Joannes Ludovicus Immens, die rond 1829 de eigenaar was van de Kromme Elleboog, had nog meer eigendommen. Niet alleen in Tienen, maar ook in Sint-Jans-Geest, Sint-Remigius-Geest, Oplinter, Sint-Margriet-Houtem, Sint-Pieters-Vissenaken, Kumtich, Goetsenhoven, Oorbeek, Bunsbeek en Wommersom. Om zijn inkomsten op te tekenen legde hij een “Manuael” aan, dat in het Toreke bewaard wordt onder het nummer 0 of nul.

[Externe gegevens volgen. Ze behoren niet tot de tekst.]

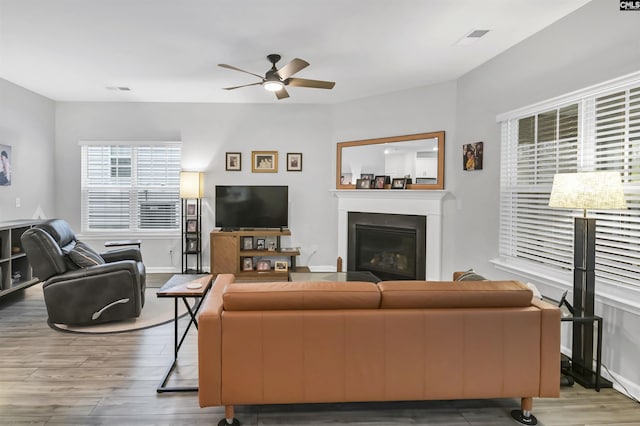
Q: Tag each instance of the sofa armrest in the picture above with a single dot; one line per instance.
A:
(549, 348)
(210, 344)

Immens woonde in de Veldbornstraat schuin tegenover de Kromme Elleboog. Dit pand heeft in 1830 het kadasternummer H 232. Het huis was toen 3 a 70 ca groot. De bijbehorende tuin had een oppervlakte van 8 a 90 ca. In 1766 was het pand eigendom van notaris De Middel. Deze verkocht op 31 oktober 1766 het huis met de tuin aan Joannes Ludovicus Immens, wellicht de grootvader van de gelijknamige kleinzoon met het Manuael. Grootvader Immens werd in Tienen gedoopt op 1 februari 1722, als zoon van Johannes Hubertus Immens en Hedwig Goossens. Op 20 maart 1751 trouwde hij met Helena Catharina Vandermonden. Immens (de Oude) was dus 44 jaar toen hij het huis in de Veldbornstraat verwierf. Over Immens (de Jonge) heb ik nog geen gegevens gevonden. Wel komt hij als eigenaar voor in de eerste helft van de 19de eeuw. In 1860 is het huis overgegaan naar Louis Crampen met zijn broers en zusters.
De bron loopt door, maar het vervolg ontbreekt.